Я тотчас же бросился в ближайшую редакцию газеты «Сын отечества» и застал там человек полтораста, обсуждающих вопрос: что делать? Молодежь кричала, что надо идти во главе рабочих, но кто-то предложил выбрать депутацию к Святополку-Мирскому, дабы подтвердить «мирный» характер намерений рабочих и указать министру на засады, устраиваемые полицией всюду в городе. Кажется — так, я неточно помню задание, возложенное на депутацию, хотя, неожиданно для себя, и был выбран в ее состав.

Я был занят беседой с рабочим Кузиным, деятельным гапоновцем, — кто-то, кажется Петр Рутенберг, познакомил меня с ним за несколько дней перед этим. Кузин, оказавшийся впоследствии агентом охраны, убеждал меня в необходимости для рабочих идти с красными флагами и революционными лозунгами, доказывал, что революционные организации должны взять движение в свои руки.

— Бойня все равно будет! — говорил он, улыбаясь. — Ведь ладком да мирком — ничего не достигнем, пусть рабочие убедятся в этом…

Он был тоже выбран в члены депутации, куда вошли Н. Ф. Анненский, В. И. Семевский, Н. Кареев, А. В. Пешехонов, В. А. Мякотин, И. Гессен, Кедрин и я. Поехали на четырех извозчиках, я — в паре с Кузиным.

— Флажки надо выкинуть, флажки, а так, просто гулять — какой толк? — мечтательно и настойчиво повторял Кузин.
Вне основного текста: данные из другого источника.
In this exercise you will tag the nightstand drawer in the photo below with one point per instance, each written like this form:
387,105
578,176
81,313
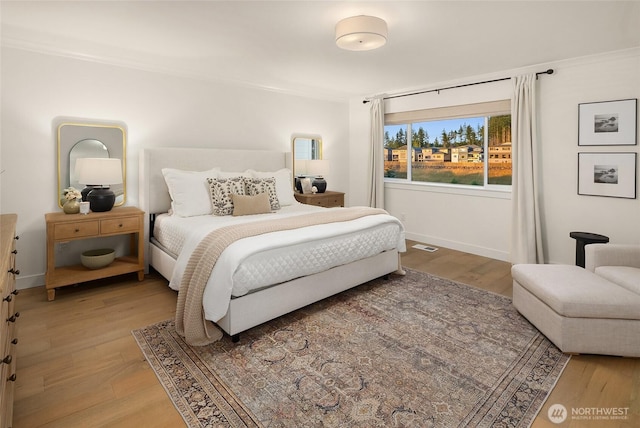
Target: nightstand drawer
119,225
334,201
76,230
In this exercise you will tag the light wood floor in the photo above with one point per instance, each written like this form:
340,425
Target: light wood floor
79,366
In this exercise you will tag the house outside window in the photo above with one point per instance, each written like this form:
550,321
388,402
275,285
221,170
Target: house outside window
463,145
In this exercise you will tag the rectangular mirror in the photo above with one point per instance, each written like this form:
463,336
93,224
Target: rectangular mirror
89,140
305,148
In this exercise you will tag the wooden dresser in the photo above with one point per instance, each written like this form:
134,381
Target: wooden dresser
8,315
327,199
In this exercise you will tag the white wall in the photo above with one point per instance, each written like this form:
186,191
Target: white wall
481,224
158,110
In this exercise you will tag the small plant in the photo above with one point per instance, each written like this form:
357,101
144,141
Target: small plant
71,193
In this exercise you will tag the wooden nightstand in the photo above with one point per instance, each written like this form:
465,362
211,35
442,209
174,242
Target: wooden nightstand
327,199
63,227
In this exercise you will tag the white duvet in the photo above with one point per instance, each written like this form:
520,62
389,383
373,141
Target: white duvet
264,260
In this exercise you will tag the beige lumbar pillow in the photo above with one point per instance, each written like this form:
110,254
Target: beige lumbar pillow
245,205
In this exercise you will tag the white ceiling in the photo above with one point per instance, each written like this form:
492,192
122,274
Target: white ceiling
289,45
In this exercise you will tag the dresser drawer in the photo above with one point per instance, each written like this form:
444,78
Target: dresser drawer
76,230
119,225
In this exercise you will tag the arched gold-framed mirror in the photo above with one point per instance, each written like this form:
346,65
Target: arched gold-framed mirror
305,148
76,140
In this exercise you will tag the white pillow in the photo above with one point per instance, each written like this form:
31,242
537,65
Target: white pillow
189,191
284,188
224,174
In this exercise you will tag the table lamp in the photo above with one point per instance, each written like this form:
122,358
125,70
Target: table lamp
98,174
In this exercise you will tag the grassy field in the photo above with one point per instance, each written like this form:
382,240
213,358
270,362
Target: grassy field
453,173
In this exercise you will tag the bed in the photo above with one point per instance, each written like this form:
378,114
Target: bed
361,249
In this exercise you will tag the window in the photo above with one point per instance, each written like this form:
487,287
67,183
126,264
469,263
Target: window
463,145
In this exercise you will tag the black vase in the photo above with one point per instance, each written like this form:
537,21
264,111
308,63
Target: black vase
101,199
85,192
319,184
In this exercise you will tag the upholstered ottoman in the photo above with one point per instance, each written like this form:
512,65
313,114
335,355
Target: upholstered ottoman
579,311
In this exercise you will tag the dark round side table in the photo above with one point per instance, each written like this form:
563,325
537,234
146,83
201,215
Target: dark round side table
585,238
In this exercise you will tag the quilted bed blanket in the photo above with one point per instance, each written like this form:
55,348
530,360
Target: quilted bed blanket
190,317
Был он человечек тощий, с маленькой вертлявой головкой; красненький мокрый нос казался нарывом на его лисьем лице, глазки его мигали тревожно, губы заискивающе улыбались, и весь он — в явном разладе с назойливой революционностью своих речей.

Лениво падал мелкий снег. На Невском — необычно пустынно, хотя было не позднее десяти часов вечера: ворота домов заперты, всюду молча жмутся тяжелые туши дворников. Тяготило предчувствие неизбежной трагедии, и казалось, что фонари горят менее ярко, чем всегда.

— Полицейских-то на постах — нет, — заметил Кузин, вздохнув.

Приехали на Фонтанку к товарищу министра Рыдзевскому; он встретил нас, сунув руки в карманы, не поклонясь, не пригласив стариков депутации сесть, молча, с неподвижным лицом выслушал горячую речь взволнованного до слез Н. Ф. Анненского и холодно ответил, что правительство знает, что нужно ему делать, и не допустит вмешательства частных лиц в его распоряжения. Кажется, он добавил, что нам нужно было попытаться влиять на рабочих, дабы они не затевали демонстрации, а о каком-либо влиянии на правительство — не может быть речи.

Кто-то сказал:

— Мы — не частные лица, мы люди, уполномоченные собранием интеллигенции…

Рыдзевский, не дослушав, повернулся боком и поднял руку к лицу, как будто желая прикрыть зевок.

Не помню, почему не поехали к Святополку, кажется, он не захотел принять депутацию. Решили ехать к Витте; дорогой на Петроградскую сторону Кузин спрашивал меня: правда ли, что Рыдзевский — внук Александра II?